From: Kevin Brown <kevin(at)sysexperts(dot)com>
To: pgsql-hackers <pgsql-hackers(at)postgresql(dot)org>
Subject: Re: ARC patent
Date: 2005-01-17 22:59:12
Message-ID: 20050117225912.GA7140@filer (view raw, whole thread or download thread mbox)
Lists: pgsql-hackers
Nicolai Tufar wrote:
> Second, a pending patent is not a granted patent,
> one is not infringing anything by distributing
> technology based in a pending patent. 

Given the patents the USPTO has been granting in recent times, if a
patent is pending, it's almost certainly going to be granted.
Especially if it comes from an entity such as IBM (the USPTO wouldn't
want to upset its biggest paying customers, would it?), and especially
if it's on something that isn't completely trivial.

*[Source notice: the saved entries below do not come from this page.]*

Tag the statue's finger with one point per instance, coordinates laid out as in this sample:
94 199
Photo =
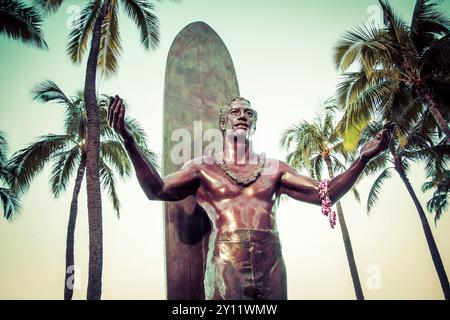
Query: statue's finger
116 113
111 109
121 121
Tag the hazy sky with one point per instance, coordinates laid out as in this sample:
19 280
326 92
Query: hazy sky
282 52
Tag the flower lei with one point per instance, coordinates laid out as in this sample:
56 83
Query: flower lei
326 202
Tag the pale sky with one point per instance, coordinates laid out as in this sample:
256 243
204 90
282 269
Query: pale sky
282 53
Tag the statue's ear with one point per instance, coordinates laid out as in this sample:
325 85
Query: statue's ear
222 118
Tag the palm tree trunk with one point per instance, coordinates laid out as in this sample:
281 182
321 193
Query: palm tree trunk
347 242
431 105
94 289
70 263
435 255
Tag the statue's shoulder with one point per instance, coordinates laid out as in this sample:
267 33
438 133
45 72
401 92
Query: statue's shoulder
198 162
273 166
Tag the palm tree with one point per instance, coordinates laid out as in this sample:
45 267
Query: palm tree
417 147
17 21
8 198
436 160
100 20
317 143
68 153
439 200
403 69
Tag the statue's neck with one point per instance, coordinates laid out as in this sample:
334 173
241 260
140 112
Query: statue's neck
239 151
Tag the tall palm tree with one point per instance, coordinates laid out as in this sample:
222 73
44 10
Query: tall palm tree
439 201
99 19
17 21
315 144
67 152
403 69
436 168
417 147
8 198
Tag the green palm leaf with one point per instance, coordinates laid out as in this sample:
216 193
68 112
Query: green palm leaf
10 203
376 187
28 162
81 29
49 6
113 153
62 170
109 184
110 45
141 12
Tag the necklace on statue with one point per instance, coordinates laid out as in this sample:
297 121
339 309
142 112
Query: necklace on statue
241 181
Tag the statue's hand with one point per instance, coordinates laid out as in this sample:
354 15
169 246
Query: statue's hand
116 117
376 145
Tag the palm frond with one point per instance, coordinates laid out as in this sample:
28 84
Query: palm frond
49 6
28 162
48 91
427 22
376 188
81 29
363 44
3 147
108 183
10 203
141 12
63 169
19 22
394 24
436 55
110 44
356 194
113 153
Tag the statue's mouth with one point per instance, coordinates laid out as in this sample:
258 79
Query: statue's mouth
241 126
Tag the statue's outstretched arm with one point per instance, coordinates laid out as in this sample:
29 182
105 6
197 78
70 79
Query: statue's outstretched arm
176 186
306 189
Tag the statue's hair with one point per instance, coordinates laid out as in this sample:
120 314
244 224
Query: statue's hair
223 111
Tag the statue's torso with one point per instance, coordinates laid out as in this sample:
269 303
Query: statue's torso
231 206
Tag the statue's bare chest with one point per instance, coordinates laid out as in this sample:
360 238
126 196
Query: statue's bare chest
217 185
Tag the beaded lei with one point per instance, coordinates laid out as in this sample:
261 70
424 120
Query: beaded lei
326 202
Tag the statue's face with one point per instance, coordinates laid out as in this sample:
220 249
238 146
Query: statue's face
240 119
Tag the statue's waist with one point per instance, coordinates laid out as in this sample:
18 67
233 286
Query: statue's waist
247 235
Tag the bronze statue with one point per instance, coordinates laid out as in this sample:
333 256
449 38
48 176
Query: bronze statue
240 198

For that reason, I think it's quite reasonable to treat any pending
patent from IBM as if it were a granted patent.  The only way I could
see the patent not being granted is if some large corporate entity
like Microsoft filed an objection.  That's possible, I suppose, but
not something I would want to count on.  But objections raised by
small entities such as individuals will almost certainly be dropped on
the floor, because such entities don't matter to the USPTO (or the
rest of the government, for that matter), unless they are flush with

> IBM can NEVER sue customers for using infringing
> code before first informing them of infringement and
> giving reasonable time to upgrade to uninfringing
> version.

This is the United States.  People (and especially large corporations)
can sue anybody for anything anytime they wish.  And they do.  Reason
doesn't enter into it.  Only money.  See the SCO debacle for proof,
and note that they're not suing in any other countries.

If I sound bitter and cynical, well, there's lots of good reason for
it.  You need only look around, at least if you're in the U.S.